Finally in gardening Zone 5B it’s time to plant annuals. And that means spiffing up the front entry way. A good sweeping of the walk and steps. Look for the planting urns in the topsy turvy potting shed. In the fall, things go into the potting shed very orderly– until after the first frost and then it becomes “add just one more thing” till the door scarcely shuts! Opening it in the spring is high adventure and moving the first few items is truly thrilling and may be even risky! As soon as the pots came out into the sunshine, it was obvious a coat of paint was the first step.
While it was drying, I made my way to a nearby nursery.

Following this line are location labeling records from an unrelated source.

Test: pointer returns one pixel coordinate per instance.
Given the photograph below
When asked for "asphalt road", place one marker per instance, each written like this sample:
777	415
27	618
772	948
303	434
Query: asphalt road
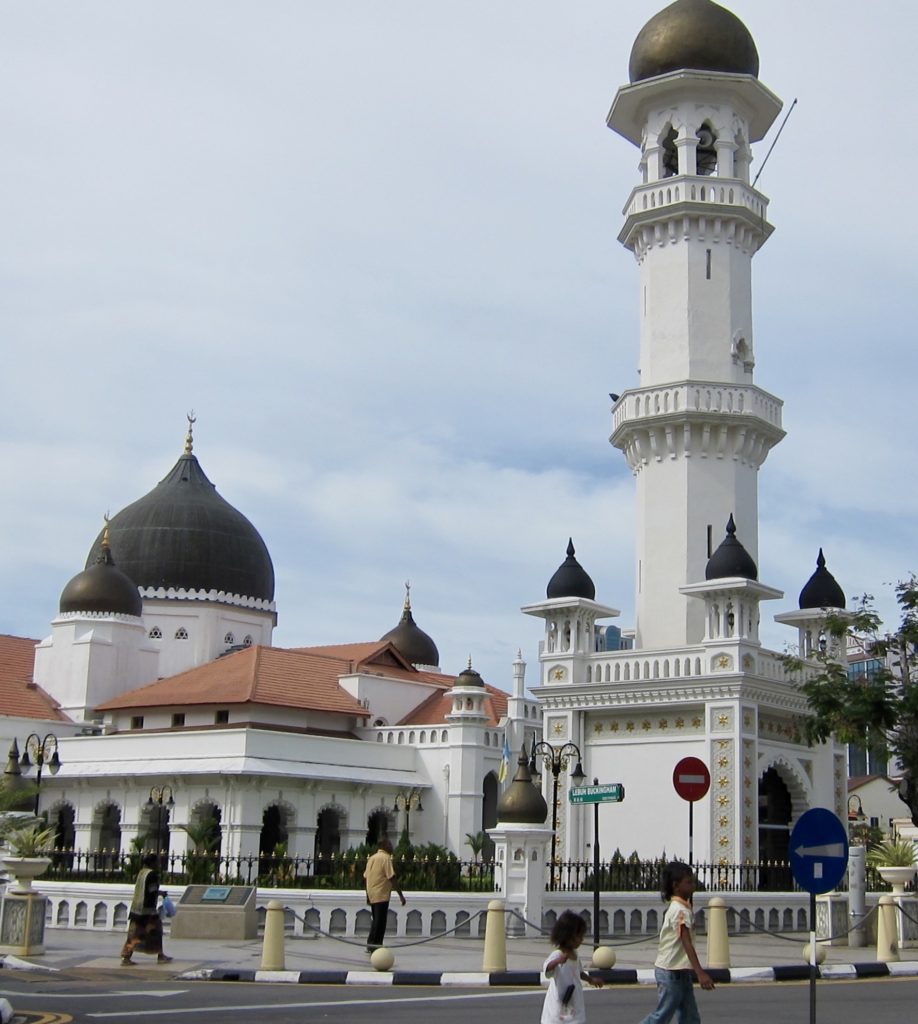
82	1000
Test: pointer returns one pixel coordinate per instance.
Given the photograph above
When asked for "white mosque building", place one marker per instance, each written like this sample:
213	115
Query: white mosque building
172	706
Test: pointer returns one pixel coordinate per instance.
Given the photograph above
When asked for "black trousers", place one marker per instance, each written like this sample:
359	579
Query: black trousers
379	913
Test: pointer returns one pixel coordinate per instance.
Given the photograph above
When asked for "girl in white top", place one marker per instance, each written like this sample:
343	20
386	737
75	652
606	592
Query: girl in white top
677	964
564	1000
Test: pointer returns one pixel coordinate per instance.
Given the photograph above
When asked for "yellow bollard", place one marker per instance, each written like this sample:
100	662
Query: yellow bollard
887	936
718	944
495	938
273	947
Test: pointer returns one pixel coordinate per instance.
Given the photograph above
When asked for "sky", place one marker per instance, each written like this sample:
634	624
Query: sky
373	247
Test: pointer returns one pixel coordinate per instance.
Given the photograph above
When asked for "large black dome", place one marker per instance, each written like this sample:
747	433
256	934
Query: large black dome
411	641
571	579
693	35
183	535
822	589
731	559
102	589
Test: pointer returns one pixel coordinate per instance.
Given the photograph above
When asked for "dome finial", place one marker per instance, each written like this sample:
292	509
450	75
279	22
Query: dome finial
189	439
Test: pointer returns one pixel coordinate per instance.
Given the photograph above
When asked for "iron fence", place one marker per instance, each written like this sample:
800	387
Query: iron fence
342	870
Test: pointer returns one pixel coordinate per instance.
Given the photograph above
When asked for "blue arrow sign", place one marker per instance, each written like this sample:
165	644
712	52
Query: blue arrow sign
819	851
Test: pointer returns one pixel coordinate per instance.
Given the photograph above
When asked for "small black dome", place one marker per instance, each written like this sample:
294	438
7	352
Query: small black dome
101	588
571	580
411	641
731	559
183	535
693	35
522	803
468	677
822	590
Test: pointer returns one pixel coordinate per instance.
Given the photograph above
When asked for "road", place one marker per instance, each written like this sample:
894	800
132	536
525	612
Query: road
88	1001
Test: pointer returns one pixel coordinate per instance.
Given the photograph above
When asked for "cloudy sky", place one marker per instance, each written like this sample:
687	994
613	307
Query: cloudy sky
373	246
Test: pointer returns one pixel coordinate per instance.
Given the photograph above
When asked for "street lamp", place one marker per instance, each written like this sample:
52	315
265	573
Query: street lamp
555	760
409	802
44	752
161	797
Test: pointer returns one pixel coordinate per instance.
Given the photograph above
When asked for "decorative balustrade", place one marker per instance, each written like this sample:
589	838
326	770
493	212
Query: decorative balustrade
710	190
698	396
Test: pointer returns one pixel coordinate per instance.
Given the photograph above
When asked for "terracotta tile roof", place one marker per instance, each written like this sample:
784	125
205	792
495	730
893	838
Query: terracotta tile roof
257	675
19	697
433	711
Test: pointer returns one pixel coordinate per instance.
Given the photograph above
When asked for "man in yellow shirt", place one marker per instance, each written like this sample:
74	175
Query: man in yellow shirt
380	881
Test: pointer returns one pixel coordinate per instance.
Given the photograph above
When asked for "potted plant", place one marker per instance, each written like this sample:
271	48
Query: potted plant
894	861
27	859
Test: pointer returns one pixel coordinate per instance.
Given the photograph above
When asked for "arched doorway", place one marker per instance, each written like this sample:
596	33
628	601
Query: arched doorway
107	834
377	826
775	808
65	830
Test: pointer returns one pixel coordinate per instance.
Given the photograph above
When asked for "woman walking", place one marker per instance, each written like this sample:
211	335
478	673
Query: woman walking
144	930
677	964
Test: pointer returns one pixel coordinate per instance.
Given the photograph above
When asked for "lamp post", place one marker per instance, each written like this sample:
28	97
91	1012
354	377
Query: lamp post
408	802
555	759
44	752
161	797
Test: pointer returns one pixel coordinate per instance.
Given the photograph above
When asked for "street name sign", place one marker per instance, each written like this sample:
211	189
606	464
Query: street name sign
612	793
819	851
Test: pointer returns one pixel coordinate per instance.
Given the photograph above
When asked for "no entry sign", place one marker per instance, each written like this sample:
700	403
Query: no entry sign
692	778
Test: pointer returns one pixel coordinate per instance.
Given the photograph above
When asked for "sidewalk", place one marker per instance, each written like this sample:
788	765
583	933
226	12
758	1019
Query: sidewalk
450	961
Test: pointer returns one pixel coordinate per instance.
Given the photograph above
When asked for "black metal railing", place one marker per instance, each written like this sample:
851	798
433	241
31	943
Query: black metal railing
335	871
645	876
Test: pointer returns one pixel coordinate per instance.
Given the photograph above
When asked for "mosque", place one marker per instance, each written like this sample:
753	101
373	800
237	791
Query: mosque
173	708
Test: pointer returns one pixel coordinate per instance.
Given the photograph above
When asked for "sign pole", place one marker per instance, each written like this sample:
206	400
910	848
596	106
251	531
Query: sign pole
691	830
595	870
812	957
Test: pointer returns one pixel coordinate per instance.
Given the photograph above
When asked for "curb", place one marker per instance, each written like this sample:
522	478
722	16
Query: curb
626	976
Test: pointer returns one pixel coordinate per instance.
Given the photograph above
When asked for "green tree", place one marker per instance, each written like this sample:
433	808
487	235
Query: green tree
876	709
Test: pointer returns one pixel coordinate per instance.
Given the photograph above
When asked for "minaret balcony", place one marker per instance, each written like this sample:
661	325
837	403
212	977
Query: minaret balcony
682	206
702	418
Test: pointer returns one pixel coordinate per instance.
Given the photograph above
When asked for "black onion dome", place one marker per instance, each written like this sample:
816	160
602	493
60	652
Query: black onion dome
468	677
522	803
101	588
822	590
571	580
184	535
731	559
411	641
693	35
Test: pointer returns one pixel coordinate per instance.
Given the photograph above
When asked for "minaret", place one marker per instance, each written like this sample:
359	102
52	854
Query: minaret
697	429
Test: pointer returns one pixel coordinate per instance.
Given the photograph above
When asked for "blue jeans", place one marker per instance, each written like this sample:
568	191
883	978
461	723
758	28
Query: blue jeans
676	994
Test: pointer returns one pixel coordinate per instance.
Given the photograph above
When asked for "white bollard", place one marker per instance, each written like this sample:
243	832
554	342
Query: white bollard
718	944
495	957
273	946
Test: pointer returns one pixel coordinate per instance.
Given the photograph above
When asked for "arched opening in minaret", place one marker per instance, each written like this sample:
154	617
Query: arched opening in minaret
489	813
775	808
705	153
742	158
670	154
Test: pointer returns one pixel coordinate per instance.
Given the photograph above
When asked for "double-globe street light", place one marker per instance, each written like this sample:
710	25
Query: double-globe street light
555	760
44	752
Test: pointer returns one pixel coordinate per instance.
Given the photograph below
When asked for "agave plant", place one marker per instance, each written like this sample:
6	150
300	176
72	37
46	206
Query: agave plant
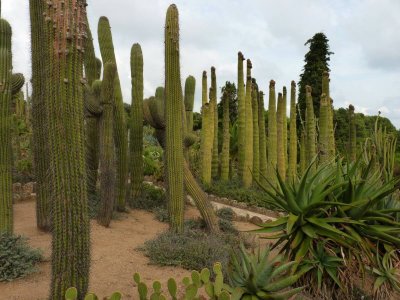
259	276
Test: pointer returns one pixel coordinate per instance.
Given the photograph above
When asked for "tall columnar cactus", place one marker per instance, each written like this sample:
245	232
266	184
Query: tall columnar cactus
256	135
331	134
272	133
263	145
207	140
40	147
292	163
241	115
66	31
120	133
248	157
6	211
310	127
213	101
136	124
174	122
190	86
280	116
107	153
284	135
352	135
225	138
324	154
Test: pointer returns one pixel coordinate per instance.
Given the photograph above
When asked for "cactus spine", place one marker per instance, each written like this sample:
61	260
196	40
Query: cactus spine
66	29
39	118
136	124
280	116
241	116
310	127
120	134
107	154
261	125
292	163
174	122
190	86
225	138
248	158
324	154
6	211
213	100
272	133
352	135
256	135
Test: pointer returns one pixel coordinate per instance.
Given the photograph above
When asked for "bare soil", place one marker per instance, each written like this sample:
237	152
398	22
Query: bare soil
114	258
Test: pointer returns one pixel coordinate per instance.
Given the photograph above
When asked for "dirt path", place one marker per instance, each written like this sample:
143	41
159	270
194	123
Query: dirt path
114	258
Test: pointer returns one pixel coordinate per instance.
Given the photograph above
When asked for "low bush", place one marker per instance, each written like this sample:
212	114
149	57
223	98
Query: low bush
17	258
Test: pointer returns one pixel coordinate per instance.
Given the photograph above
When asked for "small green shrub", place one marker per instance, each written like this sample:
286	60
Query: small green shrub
17	258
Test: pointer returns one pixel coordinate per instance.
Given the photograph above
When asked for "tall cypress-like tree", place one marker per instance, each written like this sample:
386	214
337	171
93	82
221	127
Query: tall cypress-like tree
316	63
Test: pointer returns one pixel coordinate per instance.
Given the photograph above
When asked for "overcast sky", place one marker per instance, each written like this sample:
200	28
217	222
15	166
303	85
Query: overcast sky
363	34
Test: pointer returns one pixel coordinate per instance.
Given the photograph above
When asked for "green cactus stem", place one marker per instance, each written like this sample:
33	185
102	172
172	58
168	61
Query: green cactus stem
292	162
120	133
272	158
136	124
263	145
213	101
190	86
66	138
248	162
6	211
280	117
352	135
241	116
324	154
225	138
310	127
173	121
256	135
40	146
107	153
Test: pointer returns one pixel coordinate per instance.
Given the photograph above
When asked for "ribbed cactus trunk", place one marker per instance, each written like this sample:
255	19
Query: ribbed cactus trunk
310	127
263	145
292	163
66	28
107	153
280	117
256	134
120	133
207	135
6	211
40	147
284	136
190	86
248	157
225	138
213	101
241	116
352	135
174	122
324	154
136	125
272	134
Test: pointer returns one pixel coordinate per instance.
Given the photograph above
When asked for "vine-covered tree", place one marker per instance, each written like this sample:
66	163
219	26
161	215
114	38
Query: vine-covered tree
316	62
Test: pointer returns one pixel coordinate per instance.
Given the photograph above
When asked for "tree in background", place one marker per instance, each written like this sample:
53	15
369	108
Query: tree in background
316	62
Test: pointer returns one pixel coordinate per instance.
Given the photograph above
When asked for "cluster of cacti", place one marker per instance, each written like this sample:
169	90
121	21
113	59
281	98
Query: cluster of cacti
120	134
65	34
136	124
6	211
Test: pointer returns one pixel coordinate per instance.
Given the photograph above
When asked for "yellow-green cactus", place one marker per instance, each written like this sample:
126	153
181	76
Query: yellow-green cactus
136	124
248	158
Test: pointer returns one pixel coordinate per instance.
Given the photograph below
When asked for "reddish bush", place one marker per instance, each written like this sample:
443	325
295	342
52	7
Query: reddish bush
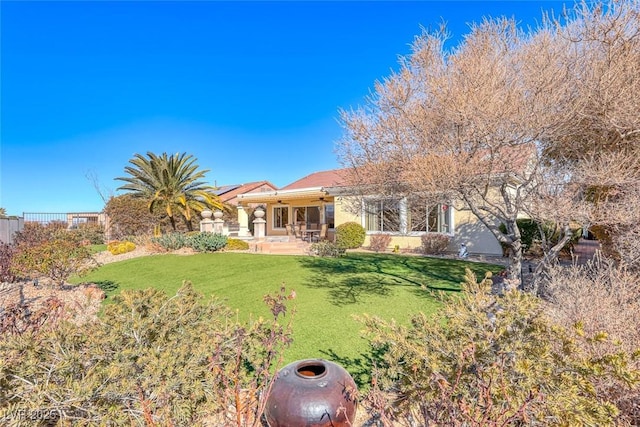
7	253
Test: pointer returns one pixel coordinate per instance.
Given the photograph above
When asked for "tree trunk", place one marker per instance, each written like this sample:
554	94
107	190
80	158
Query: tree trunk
514	270
550	259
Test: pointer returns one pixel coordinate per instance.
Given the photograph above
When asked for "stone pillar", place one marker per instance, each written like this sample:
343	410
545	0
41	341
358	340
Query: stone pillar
218	222
243	222
207	223
259	224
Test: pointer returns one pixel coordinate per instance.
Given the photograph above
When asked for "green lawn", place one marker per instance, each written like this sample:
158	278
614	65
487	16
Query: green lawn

Red geraniums in a hot pink cast were first. Don’t usually have much luck with petunias, but the beautiful ruffles in the pink and purple kept drawing me back. They didn’t look so bad with the hot pinky red geraniums, but didn’t really sing either. Then I turned the corner and there it was. Euphorbia graminea Diamond Frost. I added two pots of them to my cart. And the arrangement sang!!
Euphorbia graminea was developed in 2005. This year it is everywhere, it’s airy white blossoms filling and spilling and blending arrangements of all kinds. A visit to the website of plant purveyor, Proven Winners, led to the discovery of Diamond Frost’s acceptance of all the accolades brought her way:
“I want to thank my parents, my breeder, and especially the millions of fans who have made me the Most Award Winning Plant in Proven Winners History. At my 2005 debut I was just a new, 12 -18 inch Proven Winners Euphorbia. I never imagined my career would last. I suppose its because of my annual nature (except in zones 10 11). At first, I thought you liked me solely for my incredible, continuously blooming clouds of airy white flowers. But as I grew in more containers and landscapes across North America, you praised my mounded habit, and how well I tolerate heat and drought. My versatility both as a single and in combinations. Others spoke of how easy I am to grow. In letters you wrote of my ability to stay beautiful without deadheading. And I was deeply touched by your appreciation of my deer resistance.
Without you, I would still be just another plant in the unforgiving world of commercial horticulture. If I could, I would keep you with me in the full to part shade forever.”
P.S. If you want to know what gardening zone you are in – click over to their home page and look on the left side bar. No compensation for this post — I just enjoyed the website.
The paint dried. Plants were carefully arranged in the enriched potting soil and surrounded with rocks and Spanish moss to foil the squirrels who love to dig up potlings and drag them to another part of the yard. The urns were carried to their summer post and positioned just right. It took another week to find the right doormat to replace the worn one. And there you have it . . .
Except if you look up. We totally forgot to remove the greenery above the front door when the Christmas trim came down. Don’t ask me how. And when we realized it weeks later, a bird had already staked a claim. So it remains until the little ones fly the nest. In the meantime, do you think it would look better with a spring bow? Perhaps pink or purple to tie into the petunia color?